Perl Weekly Challenge 96: Edit Distance

You are given two strings $S1 and $S2.

Write a script to find out the minimum operations required to convert $S1 into $S2. The operations can be insert, remove or replace a character. Please check out [the] Wikipedia page for more information.

Overview

What we are asked to do, is to calculate the Levenshtein distance between two strings. If we have two strings, $source and $dest, we can recursively define how to go from $source to $dest using inserts, deletes, and replacements. Let head ($str) be the first character of a string $str, and tail ($str) be the string, except the first character. Then:

  • If $source is the empty string, we add each of the characters of $dest.
  • If $dest is the empty string, we delete each of the characters of $source.
  • If head ($source) equals head ($dest), then we recurse with tail ($source) and tail ($dest).
  • Otherwise, we either:
    • add head ($dest), and recurse with $source and tail ($dest).
    • delete head ($dest), and recurse with tail ($source) and $dest.
    • replace head ($source) with head ($tail), and recurse with tail ($source) and tail ($dest).

Since we just want to number of operations, we can translate this. Let \text{lev }(s, d) be the Levenshtein distance between strings s and d. Let |t| be the length of the string t, \text{head }(t) the first character of the string t and \text{tail }(t) the string t minus the first character. Then:

\text{lev }(s, d) = \begin{cases} |a| & \text{if }|b| = 0\\ |b| & \text{if }|a| = 0\\ \text{lev }(\text{tail }(s), \text{tail }(d)) & \text{if }\text{head }(s) = \text{head }(d) \\ 1 + \text{min } \begin{cases}\text{lev }(\text{tail }(s), d) \\              \text{lev }(s, \text{tail }(d)) \\              \text{lev }(\text{tail }(s), \text{tail }(d)) \end{cases} & \text{otherwise} \end{cases}

We can rearrange this. Define \text{hneq }(s, d) as:

\text{hneq }(s, d) = \begin{cases} 1, & \text{if }\text{head }(s) \neq \text{head }(d) \\ 0, & \text{if }\text{head }(s) = \text{head }(d) \end{cases}

That is, \text{hneq }(s, d) is 1 if the first characters differ, and 0 if they are equal. Then:

\text{lev }(s, d) = \begin{cases} |a| + |b| & \text{if }|a| = 0 \text{ or }|b| = 0 \\ \text{min }\begin{cases} \text{lev }(s, \text{tail }(d)) + 1 \\ \text{lev }(\text{tail }(s), d) + 1 \\ \text{lev }(\text{tail }(s), \text{tail }(d)) + \text{hneq }(s, d) \end{cases} & \text{otherwise} \end{cases}

We can use this to construct a recursive algorithm. However, this would require \mathcal{O} (|s| \cdot |d|) recursive calls. Instead, we will be using an iterative algorithm, the Wagner Fischer algorithm. This is a more or less straight forward implementation of the above definition — except that it works the other way around. Instead of iterating through the strings, finding the shortest number of edits from the current positions to the end of the strings, it keeps track of the shortest path from the beginning to the current position. Which boils down to the same thing, it’s just finding the shortest number of edits of the reversed strings.

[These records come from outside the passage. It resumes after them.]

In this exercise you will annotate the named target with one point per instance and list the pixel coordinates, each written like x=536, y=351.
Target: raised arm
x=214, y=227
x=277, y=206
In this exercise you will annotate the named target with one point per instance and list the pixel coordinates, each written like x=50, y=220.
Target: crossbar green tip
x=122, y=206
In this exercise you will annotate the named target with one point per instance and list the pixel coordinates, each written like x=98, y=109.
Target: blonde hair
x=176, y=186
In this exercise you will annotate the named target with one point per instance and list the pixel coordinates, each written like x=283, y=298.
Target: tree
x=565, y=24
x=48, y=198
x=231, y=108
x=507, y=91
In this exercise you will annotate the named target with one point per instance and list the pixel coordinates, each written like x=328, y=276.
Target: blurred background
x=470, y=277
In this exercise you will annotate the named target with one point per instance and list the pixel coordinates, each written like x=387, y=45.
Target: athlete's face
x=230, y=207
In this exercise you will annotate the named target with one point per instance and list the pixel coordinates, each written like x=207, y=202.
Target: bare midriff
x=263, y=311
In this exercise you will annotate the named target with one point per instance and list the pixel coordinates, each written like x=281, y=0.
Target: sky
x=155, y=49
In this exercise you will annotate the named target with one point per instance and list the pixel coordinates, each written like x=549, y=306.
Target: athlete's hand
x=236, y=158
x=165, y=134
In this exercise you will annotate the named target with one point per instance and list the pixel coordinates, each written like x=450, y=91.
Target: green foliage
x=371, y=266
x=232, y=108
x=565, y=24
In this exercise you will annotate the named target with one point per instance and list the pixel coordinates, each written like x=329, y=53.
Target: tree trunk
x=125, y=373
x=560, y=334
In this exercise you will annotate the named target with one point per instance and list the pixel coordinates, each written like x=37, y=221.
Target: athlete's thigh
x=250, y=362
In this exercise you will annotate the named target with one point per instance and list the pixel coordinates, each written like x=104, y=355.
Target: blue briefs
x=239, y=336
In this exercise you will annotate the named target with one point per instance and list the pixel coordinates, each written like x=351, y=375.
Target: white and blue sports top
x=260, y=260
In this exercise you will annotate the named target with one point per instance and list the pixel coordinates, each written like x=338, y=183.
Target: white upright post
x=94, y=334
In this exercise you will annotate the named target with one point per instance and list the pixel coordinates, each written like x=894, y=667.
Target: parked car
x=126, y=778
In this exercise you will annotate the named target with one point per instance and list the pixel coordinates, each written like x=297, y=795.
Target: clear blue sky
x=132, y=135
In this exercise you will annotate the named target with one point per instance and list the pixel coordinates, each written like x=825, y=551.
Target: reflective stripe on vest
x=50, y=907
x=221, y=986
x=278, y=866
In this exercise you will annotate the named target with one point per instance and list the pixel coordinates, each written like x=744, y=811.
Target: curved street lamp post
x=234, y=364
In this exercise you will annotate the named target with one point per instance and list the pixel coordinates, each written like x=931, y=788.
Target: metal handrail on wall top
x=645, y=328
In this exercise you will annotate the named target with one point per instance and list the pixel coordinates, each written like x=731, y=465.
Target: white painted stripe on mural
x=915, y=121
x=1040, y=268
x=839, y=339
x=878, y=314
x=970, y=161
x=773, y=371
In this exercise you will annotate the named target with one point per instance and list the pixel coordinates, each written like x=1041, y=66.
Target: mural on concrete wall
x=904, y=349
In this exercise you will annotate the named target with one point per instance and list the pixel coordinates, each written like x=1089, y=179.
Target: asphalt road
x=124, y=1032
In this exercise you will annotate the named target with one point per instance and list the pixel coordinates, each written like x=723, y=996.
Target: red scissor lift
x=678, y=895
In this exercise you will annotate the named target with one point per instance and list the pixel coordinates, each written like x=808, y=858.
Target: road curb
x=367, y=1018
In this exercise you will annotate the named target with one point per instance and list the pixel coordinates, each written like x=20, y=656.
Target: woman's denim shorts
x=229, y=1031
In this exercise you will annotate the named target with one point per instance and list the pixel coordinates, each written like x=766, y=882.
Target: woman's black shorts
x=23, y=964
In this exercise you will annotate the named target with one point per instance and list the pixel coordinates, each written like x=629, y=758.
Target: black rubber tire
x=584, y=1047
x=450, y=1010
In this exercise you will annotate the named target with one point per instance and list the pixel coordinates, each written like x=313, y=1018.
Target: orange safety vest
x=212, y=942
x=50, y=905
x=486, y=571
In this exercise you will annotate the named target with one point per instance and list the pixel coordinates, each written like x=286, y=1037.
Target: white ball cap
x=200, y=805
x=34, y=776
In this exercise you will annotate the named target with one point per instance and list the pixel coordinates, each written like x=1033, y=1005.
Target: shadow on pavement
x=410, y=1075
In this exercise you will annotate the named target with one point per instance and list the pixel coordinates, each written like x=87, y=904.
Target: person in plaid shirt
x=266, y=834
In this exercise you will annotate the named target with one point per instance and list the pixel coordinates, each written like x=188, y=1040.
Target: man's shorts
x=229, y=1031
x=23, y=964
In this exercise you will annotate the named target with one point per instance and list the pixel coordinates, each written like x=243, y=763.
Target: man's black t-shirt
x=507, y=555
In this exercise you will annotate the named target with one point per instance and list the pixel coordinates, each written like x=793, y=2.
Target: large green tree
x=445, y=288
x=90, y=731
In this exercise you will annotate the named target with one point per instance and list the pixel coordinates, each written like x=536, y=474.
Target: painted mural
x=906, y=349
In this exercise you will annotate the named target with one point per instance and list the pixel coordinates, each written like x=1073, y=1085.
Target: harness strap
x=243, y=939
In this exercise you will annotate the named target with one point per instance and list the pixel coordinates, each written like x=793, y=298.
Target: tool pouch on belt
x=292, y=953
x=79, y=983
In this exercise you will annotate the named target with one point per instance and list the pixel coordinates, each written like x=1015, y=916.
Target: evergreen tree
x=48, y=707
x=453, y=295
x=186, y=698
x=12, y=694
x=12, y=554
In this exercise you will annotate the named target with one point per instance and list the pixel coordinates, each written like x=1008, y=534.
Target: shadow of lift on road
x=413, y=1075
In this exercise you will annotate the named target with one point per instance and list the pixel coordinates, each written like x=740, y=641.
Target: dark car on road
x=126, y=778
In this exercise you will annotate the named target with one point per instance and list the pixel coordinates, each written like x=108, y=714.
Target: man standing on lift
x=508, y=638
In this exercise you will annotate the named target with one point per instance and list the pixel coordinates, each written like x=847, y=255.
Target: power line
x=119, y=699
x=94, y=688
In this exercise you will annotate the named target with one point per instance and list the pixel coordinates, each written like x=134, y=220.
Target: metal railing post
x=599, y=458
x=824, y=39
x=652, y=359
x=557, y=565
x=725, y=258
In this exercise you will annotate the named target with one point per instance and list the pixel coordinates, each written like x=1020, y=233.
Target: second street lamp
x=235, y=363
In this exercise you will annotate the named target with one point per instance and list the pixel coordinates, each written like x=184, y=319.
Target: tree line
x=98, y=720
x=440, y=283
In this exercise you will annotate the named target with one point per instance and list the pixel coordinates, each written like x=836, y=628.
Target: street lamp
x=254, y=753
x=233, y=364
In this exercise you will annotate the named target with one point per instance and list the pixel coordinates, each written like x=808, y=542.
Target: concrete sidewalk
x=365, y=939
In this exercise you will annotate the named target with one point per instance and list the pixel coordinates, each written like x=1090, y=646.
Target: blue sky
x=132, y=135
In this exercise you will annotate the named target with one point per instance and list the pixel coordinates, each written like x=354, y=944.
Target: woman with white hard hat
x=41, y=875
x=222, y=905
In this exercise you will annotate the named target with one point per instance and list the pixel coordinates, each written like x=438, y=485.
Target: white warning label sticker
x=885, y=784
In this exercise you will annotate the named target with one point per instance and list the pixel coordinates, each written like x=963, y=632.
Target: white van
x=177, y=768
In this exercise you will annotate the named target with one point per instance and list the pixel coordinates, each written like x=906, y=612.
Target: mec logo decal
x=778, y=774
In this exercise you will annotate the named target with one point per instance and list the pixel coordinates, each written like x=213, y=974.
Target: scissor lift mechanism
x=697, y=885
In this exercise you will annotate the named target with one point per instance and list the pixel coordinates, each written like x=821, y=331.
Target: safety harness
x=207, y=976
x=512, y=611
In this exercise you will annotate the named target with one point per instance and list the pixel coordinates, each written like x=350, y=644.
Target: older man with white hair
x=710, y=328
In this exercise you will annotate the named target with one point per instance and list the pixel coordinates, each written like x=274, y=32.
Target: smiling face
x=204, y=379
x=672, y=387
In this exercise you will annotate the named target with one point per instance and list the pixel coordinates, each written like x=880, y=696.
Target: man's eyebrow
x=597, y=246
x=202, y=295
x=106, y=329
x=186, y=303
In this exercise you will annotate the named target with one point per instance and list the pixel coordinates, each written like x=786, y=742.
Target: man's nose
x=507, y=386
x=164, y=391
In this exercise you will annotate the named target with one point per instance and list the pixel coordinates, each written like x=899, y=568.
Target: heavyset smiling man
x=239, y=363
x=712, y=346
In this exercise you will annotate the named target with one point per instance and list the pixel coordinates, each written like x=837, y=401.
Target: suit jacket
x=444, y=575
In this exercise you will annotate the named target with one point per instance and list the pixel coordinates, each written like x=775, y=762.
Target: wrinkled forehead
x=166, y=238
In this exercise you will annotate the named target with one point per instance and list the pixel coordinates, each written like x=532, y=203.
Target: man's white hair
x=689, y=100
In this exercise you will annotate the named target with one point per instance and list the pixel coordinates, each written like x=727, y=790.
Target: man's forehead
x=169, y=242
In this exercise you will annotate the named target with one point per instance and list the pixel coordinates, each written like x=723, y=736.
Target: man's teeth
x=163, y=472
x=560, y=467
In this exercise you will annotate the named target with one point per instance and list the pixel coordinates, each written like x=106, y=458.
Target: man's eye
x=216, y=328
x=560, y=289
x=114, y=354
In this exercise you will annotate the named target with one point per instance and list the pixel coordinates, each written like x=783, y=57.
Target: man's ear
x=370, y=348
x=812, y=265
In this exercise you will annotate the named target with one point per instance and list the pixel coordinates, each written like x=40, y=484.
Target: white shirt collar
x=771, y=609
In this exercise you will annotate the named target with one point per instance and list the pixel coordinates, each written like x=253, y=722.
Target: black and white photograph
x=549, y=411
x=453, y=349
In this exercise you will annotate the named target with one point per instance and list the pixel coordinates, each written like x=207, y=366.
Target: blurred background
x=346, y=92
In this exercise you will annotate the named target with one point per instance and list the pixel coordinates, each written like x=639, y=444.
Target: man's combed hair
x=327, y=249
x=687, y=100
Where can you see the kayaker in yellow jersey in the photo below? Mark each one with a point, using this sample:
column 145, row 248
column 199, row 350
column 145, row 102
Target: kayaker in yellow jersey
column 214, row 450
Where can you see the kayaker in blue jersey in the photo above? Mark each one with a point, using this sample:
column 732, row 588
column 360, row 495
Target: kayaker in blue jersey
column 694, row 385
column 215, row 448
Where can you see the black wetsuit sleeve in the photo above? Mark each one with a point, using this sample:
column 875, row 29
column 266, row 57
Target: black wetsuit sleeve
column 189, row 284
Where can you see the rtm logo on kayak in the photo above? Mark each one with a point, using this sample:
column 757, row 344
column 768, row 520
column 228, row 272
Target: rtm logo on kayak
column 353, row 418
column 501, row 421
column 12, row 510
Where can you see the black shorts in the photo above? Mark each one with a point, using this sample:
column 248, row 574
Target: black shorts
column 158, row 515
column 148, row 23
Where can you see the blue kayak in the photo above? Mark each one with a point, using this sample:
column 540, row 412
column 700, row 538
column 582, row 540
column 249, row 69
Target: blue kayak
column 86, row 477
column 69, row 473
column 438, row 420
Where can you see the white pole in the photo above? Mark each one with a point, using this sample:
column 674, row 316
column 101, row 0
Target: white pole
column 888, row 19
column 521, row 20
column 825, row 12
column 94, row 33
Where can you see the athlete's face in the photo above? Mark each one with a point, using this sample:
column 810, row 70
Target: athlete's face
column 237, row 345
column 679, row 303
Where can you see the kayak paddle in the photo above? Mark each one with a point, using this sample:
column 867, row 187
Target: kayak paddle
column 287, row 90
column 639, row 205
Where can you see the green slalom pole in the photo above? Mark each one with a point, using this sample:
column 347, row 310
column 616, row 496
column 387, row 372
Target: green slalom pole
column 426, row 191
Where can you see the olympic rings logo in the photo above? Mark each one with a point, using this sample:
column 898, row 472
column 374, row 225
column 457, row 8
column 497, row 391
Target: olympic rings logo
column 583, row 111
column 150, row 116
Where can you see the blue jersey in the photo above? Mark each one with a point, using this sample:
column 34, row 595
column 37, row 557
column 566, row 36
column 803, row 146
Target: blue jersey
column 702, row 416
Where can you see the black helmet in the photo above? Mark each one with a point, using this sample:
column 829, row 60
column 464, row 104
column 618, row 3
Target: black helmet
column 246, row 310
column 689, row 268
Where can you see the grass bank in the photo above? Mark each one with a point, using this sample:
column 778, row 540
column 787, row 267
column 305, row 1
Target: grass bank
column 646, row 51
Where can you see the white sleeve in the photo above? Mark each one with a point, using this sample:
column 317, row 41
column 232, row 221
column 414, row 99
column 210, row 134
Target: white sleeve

We will be calculating a 2-dimensional array distance. distance [i] [j] will be the minimum number of edits required to change the first i characters of the source string (s) to the first j characters of the destination string (d). We then have, in pseudo-code:

for j = 1 .. |d| do
    distance [0] [j] = j for j = 1 .. |d|
end
for i = 1 .. |s| do
    distance [i] [0] = i for i = 1 .. |s|
done
for i = 1 .. |s| do
    for j = 1 .. |d| do
        cost = s [i] == d [j] ? 0 : 1
        distance [i] [j] = min (distance [i - 1] [j]     + 1,
                                distance [i]     [j - 1] + 1,
                                distance [i - 1] [j - 1] + cost)
    done
done
return distance [|s|] [|d|]

Note that strings are indexed 1-based.

This uses \Theta\ (|s| \cdot |d|) memory. We can improve on this. Note that we are using the current and previous rows of the array, that is, in the inner loop, we only index by i and i - 1. With a little rearrangement and deletion of rows we no longer use, we can reduce the memory to \mathcal{O}\ (|s| + |d|):

for i = 0 .. |s| do
    for j = 0 .. |d| do
        if i == 0 || j == 0
        then
            distance [i] [j] = i + j
        else
            cost = s [i] == d [j] ? 0 : 1
            distance [i] [j] = min (distance [i - 1] [j]     + 1,
                                    distance [i]     [j - 1] + 1,
                                    distance [i - 1] [j - 1] + cost)
        end
    end
    if i > 0
    then
        delete distance [i]
    end
end
return distance [|s|] [|d|]

By just using two one dimensional arrays, and swapping the strings if the destination string is larger than the source string, we could reduce the memory usage to \mathcal{O}\ (\text{min }(|s|, |d|)), but we decided not to bother.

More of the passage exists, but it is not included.